A Napoli, in questi mesi, l’espressione anche sul palcoscenico internazionale di un calcio spumeggiante è dovuta in gran parte ad un dato di fatto: la rinascita di Lobotka. È lui il direttore dell’orchestra di Spalletti. Nonostante i riflettori siano costantemente puntati sull’estro di Kvaratskhelia, non va dimenticato il leader silenzioso, primo costruttore e artefice della manovra scoppiettante dei partenopei: Stanislav Lobotka.
Ebbene sì, forse non ruba l’occhio con una giocata, non si esalta con conclusioni a giro o dribbling ubriacanti, ma il ruolo ricoperto nell’orchestra messa in piedi da Spalletti non è paragonabile rispetto a quello assunto da qualsiasi altro componente della rosa. Nel giro di poco tempo, il centrocampista slovacco ha prima trovato e poi gelosamente custodito le chiavi del centrocampo. In definitiva, lo slovacco sta diventando l’imprescindibile fattore di un Napoli che sogna in grande.
Napoli, Lobotka e Spalletti: il feeling tra i due è la chiave di volta
Per comprendere appieno l’importanza assunta da Lobotka nello scacchiere di Spalletti, dobbiamo necessariamente fare un passo indietro con la memoria e tornare a poco più di un anno fa, posizionando la lente d’ingrandimento sull’ultimo periodo del Napoli targato Gennaro Gattuso.
Il quadro che riusciamo a dipingere sulla tela immaginaria dei ricordi di quel Napoli è privo di qualsiasi tinta che rimandi al centrocampista slovacco. 15 presenze per un totale di soli 140 minuti giocati secondo i dati kickest.
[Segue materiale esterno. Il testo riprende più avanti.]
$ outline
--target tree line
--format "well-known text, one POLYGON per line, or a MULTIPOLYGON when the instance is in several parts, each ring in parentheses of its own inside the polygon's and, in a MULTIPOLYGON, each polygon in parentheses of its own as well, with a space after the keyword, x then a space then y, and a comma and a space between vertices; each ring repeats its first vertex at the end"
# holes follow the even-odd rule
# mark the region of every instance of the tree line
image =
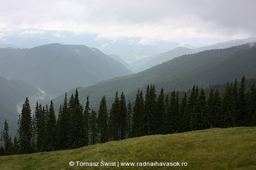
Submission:
POLYGON ((135 101, 127 103, 123 92, 116 92, 108 112, 102 97, 98 112, 80 103, 77 89, 68 100, 67 93, 56 118, 54 104, 37 102, 32 115, 27 98, 18 121, 13 141, 5 120, 1 130, 1 155, 75 149, 85 146, 143 135, 165 134, 212 128, 256 125, 256 87, 245 90, 245 78, 227 82, 222 95, 211 89, 206 98, 204 88, 195 85, 189 96, 179 91, 157 95, 155 85, 146 94, 137 91, 135 101), (3 144, 4 143, 4 144, 3 144))

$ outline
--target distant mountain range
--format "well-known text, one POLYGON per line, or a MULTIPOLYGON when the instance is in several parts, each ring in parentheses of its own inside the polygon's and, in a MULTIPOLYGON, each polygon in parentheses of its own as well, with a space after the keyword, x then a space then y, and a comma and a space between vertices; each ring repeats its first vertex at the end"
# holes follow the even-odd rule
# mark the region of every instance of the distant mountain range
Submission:
POLYGON ((229 48, 255 41, 256 41, 256 37, 245 39, 236 39, 193 49, 178 47, 158 55, 151 55, 148 57, 138 60, 130 63, 130 65, 131 67, 131 70, 134 72, 138 73, 182 55, 196 53, 208 49, 229 48))
MULTIPOLYGON (((29 97, 33 105, 37 100, 42 102, 49 99, 44 98, 46 96, 39 89, 22 81, 9 80, 0 76, 0 126, 3 129, 6 118, 12 137, 17 133, 19 114, 27 97, 29 97)), ((34 110, 34 107, 31 106, 31 109, 34 110)))
MULTIPOLYGON (((148 84, 155 84, 159 91, 187 90, 198 84, 206 87, 214 84, 256 77, 256 46, 245 44, 225 49, 212 49, 185 55, 137 74, 116 78, 87 87, 78 89, 81 101, 89 95, 92 107, 97 109, 102 96, 111 104, 116 91, 124 92, 127 101, 132 101, 138 88, 145 91, 148 84)), ((73 89, 68 92, 68 97, 73 89)), ((63 103, 64 95, 54 99, 57 106, 63 103)), ((83 101, 82 101, 83 102, 83 101)))
POLYGON ((132 73, 99 49, 84 45, 0 48, 0 75, 22 80, 53 96, 132 73))
POLYGON ((141 38, 134 37, 109 40, 99 38, 97 34, 77 33, 70 31, 46 30, 37 29, 1 30, 0 47, 33 48, 43 45, 59 43, 63 45, 84 45, 97 48, 106 54, 116 54, 130 63, 142 57, 157 54, 183 46, 194 48, 205 46, 198 43, 155 40, 143 43, 141 38))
Questo il misero bottino raccolto da Lobotka durante l’era Gattuso. Un’incidenza quasi trascurabile che ha dell’incredibile, soprattutto se paragonata all’importanza assunta sotto la guida di Spalletti.
Chiaro, dunque, come qualcosa nel rapporto tra il precedente tecnico, bandiera del Milan, e il centrocampista di nazionalità slovacca non andasse. Possiamo solo fare supposizioni, che da un lato tendono a dare peso alla scarsa condizione fisica palesata all’epoca dal giocatore e dall’altro, semplicemente corrispondono ai gusti di Gattuso che probabilmente preferiva un giocatore più dinamico come Demme. Scelte, giuste o sbagliate, che però appartengono al passato. Ciò che conta è che ormai Lobotka è passato dai margini della squadra a leader indiscusso. È evidente che gran parte del merito sia da riconoscere alla sapiente guida di Luciano Spalletti.
La collocazione tattica di Lobotka: la mente della macchina perfetta assemblata da Spalletti
Al di là della posizione di regista o di vertice basso ricoperta da Lobotka nel 4-3-3 di Luciano Spalletti, ciò che realmente lo distingue rispetto agli altri play è l’intelligenza tattica, fuori dal comune, mostrata dal centrocampista slovacco durante le fasi di costruzione della manovra dal basso. La sua abilità nello sfruttare le zone d’ombra concesse dalla formazione avversaria è più unica che rara ed estremamente utile. Questa, infatti, consente al Napoli di superare agilmente anche intense ondate di pressing avanzate dalle compagini avversarie.
Se focalizziamo la nostra attenzione, osservando i match degli azzurri, notiamo come sempre, prima di entrare in possesso della sfera, Lobotka sia già consapevole della posizione dell’avversario. Quest’ultimo, infatti, cerca di pressarlo, ma il mediano partenopeo riesce costantemente ad anticipare i suoi movimenti e a rendere vano il pressing. Questa caratteristica, abbinata ad un importante contributo in fase difensiva e ad una precisione chirurgica nei passaggi, consente al Napoli lo sviluppo di una manovra particolarmente fluida e veloce e, dunque, estremamente imprevedibile per le difese avversarie.
Le conclusioni: è possibile quantificare l’importanza di questo giocatore nell’economia del gioco dei partenopei?
I numeri, quelli relativi ai gol e agli assist messi a referto, rendono l’idea di chi, sotto il profilo realizzativo, ha maggiormente contribuito ai successi della propria squadra. Le statistiche, tuttavia, non renderebbero fede all’importanza assunta da Lobotka.
Ciò perché, in questo caso, a venire in rilevo non è il gol siglato o l’assist servito, bensì la stessa costruzione della manovra. Lobotka, infatti, è l’essenza stessa della creazione del concetto d’identità di gioco, qualcosa di unico, che va semplicemente apprezzato e che per sua natura non può essere quantificato.